Escouade de sécurité de Harper: surintendant blâmé

Stephen Harper. JONATHAN HAYWARD / La Presse Canadienne

OTTAWA - Le bureau du premier ministre du Canada salue le travail d'un haut responsable de la Gendarmerie royale du Canada (GRC) ayant été blâmé récemment pour de l'intimidation en milieu de travail à l'intérieur de l'escouade de protection de Stephen Harper.

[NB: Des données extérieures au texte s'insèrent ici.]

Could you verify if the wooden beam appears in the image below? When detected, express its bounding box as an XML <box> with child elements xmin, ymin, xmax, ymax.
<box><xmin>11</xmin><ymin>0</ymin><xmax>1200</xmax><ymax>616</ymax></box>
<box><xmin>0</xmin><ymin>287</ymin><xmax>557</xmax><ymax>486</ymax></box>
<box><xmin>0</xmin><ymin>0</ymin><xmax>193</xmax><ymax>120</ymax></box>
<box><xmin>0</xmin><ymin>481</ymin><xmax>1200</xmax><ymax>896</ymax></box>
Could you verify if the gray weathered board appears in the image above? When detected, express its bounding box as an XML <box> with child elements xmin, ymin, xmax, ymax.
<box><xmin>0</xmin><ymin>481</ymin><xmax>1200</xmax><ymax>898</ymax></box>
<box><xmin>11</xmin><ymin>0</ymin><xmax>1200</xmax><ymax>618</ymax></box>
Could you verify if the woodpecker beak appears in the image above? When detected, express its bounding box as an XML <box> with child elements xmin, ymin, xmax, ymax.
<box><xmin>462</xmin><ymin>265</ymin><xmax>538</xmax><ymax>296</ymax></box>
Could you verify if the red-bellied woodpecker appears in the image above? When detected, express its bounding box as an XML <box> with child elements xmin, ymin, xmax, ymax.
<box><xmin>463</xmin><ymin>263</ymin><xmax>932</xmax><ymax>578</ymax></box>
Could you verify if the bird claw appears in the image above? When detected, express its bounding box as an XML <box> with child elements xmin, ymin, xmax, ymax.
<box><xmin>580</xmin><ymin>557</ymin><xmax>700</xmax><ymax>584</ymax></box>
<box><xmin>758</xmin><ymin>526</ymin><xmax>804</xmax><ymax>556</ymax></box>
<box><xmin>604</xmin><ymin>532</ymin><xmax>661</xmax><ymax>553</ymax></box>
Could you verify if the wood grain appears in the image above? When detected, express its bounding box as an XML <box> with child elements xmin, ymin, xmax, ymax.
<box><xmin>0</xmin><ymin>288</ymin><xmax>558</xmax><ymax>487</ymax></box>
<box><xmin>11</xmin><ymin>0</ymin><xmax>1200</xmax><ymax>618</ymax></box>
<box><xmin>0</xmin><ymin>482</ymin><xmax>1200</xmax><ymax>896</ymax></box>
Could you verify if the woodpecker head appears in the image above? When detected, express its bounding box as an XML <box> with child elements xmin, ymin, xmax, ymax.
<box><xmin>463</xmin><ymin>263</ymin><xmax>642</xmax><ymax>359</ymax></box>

Une note interne envoyée aux conservateurs par le bureau de M. Harper lundi ne fait aucune mention des mesures prises par la GRC pour répondre à une série de plaintes récentes contre le surintendant Bruno Saccomani qui étaient qualifiées de «dérangeantes».

Le courriel souligne que M. Harper et sa famille «ont pu constater de première vue une amélioration draconienne de la performance de l'unité, une amélioration largement attribuable au leadership fort des dernières années».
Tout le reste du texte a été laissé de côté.